Oxx is biding his time before making a concrete decision about the participation of his brilliant Epsom Derby and 2000 Guineas winner, but has declared Sea The Stars to take on a field of 12.

Paul Hensey, the Curragh’s racecourse manager, said: “It has been a nice day, the sun is shining and the ground is drying.

“The forecast is for lovely weather on both Saturday and Sunday. Obviously it will be John’s decision whether he wants to run.

“We’re in the lap of the gods, but we’d be really hopeful the forecast is accurate.”

Sea The Stars was joined in the field by seven runners from Aidan O’Brien’s stable, including the second, third and fifth from Epsom – Fame And Glory, Masterofthehorse and Golden Sword.

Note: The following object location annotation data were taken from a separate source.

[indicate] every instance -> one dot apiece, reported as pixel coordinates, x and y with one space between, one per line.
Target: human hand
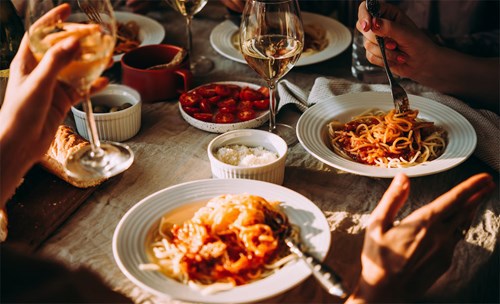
35 104
401 261
409 50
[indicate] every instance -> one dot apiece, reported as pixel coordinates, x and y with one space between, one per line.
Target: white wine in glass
271 40
188 8
92 23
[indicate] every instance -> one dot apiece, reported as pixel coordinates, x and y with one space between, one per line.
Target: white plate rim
223 128
311 132
339 37
150 30
126 238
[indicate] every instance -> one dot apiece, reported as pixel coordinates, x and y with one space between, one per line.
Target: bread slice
66 141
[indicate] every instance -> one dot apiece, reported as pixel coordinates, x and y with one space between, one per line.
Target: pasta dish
387 139
232 240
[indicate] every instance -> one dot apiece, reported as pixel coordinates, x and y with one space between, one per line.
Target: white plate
313 135
130 237
150 32
223 128
339 39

Johnny Murtagh, Seamie Heffernan and Colm O’Donoghue will ride those horses respectively, while O’Brien gives a first Classic mount to his teenage son, Joseph, who has only ridden in public a handful of times.

O’Brien jnr is on Byzantine, who is accompanied in the line-up by fellow stablemates Drumbeat, Hail Caesar and Rockhampton.

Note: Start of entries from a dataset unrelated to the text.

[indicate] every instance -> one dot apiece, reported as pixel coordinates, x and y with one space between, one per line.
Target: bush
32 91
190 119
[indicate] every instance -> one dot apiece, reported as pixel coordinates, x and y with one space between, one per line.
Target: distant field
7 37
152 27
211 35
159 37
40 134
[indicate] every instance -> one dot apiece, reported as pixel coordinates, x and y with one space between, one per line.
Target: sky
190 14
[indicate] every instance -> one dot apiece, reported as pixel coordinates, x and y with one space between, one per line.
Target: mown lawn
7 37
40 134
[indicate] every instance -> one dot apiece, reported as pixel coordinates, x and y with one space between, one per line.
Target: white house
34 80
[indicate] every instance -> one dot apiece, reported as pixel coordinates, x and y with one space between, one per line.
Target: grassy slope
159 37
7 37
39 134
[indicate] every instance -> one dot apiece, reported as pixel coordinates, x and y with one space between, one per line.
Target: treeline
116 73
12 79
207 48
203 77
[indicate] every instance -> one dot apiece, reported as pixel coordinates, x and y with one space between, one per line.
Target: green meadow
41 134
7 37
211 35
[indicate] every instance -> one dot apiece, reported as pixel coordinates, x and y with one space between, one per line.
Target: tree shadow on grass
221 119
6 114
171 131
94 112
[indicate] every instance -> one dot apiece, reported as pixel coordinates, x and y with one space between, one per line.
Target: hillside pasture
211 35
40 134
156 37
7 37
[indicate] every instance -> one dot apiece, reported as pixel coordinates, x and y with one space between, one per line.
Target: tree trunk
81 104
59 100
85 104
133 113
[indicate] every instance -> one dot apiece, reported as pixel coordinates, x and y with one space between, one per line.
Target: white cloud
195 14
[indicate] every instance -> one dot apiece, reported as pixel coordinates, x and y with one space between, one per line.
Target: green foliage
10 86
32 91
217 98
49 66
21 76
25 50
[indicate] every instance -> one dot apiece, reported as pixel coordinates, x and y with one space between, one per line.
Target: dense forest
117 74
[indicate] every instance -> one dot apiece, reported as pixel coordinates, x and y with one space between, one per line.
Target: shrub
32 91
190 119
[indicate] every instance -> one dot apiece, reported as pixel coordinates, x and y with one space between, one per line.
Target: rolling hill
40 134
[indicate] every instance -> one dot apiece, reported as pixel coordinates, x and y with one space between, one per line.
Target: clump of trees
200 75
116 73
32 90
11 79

Murtagh has a healthy respect for Sea The Stars as he links up with Fame And Glory for the first time since April’s Ballysax Stakes.

“It’s going to be a great race,” he said.

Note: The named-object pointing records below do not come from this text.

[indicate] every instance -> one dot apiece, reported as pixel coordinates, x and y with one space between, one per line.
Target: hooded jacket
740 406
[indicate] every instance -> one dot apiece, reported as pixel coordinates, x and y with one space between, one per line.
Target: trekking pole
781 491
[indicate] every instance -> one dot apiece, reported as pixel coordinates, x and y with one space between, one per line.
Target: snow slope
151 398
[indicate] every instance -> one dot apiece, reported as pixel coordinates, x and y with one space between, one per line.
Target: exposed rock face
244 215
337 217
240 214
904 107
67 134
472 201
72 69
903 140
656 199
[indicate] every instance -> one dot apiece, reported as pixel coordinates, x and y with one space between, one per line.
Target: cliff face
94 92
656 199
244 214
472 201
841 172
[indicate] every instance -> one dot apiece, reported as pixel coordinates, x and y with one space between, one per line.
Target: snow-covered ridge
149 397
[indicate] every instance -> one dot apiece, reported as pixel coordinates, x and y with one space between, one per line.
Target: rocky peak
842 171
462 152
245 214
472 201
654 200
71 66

“I rode my horse last week and he felt like he had improved from Epsom. He’s a solid, typical Ballydoyle improver.

“Sea The Stars is the champion and we all have to beat him.

“Everyone’s there at the Irish Derby, the cards are there to be played and it all depends which horse has improved the most.”

O’Brien, who fielded six runners at Epsom, admitted it can be hard to work out the pecking order of the Ballydoyle team.

“Obviously there is not much between the horses that ran at Epsom, and it’s which ones come forward from there that is always a difficult thing to know,” he told RTE.

“Some go back, some go forward and some stand still – usually at the races we find out.

“Sometimes you’re surprised, sometimes you’re disappointed – that’s life.

“The Irish Derby is probably the most important three-year-old race over a mile and a half in Europe because all the good three-year-olds meet.

“If there are any question marks about Epsom, or France or anywhere else, it’s always answered at the Curragh.”

One man who will be keener than many for Sea The Stars to take his chance is Fran Berry, who would otherwise lose the ride on Oxx’s second-string, Mourayan, to Mick Kinane.

Kinane rode Mourayan in his two starts this season, when behind Fame And Glory in the Derrinstown and Ballysax Derby trials.

“I’m looking forward to it, but I’m just hoping the weather is fine and Sea The Stars runs,” Berry told At The Races.

“Mourayan is a very nice ride to get and the trip of a mile and a half looks ideal for him.

“I’ve ridden him at home for the last couple of weeks and his work has been very good.

“He seems to have sharpened up and you couldn’t be more happier going into the race, he’s definitely as good as he can be.

“He’s bred for the trip and his running style suggests the extra two furlongs will be a big help to him.

“Leopardstown can be tactical, and you need a horse that can quicken, so hopefully a mile and a half at the Curragh will be right up his street.”

Recharge was only beaten one length by Sea The Stars as a two-year-old, which is giving Kevin Prendergast some hope.

He was fourth in the Irish 2000 Guineas last time.

“I’m hoping the step up in trip will suit him, but we’ll have to see,” said Prendergast.

“He didn’t run at all really in the Guineas as the ground was bottomless and he ran far better than we thought. He’s really a dry-ground horse.

“Our horse wasn’t beaten far by Sea The Stars in the Beresford Stakes last year and, if everything goes right, he’ll run a big race.”

Jim Bolger has won the Derby only once with St Jovite in 1992 and relies upon Gan Amhras.

Second last in the Derby, the flatter plains of the Curragh are expected to be much more up his street.

“We hope so,” said Bolger.

“He’s in good form but Sea The Stars is obviously the top three-year-old.”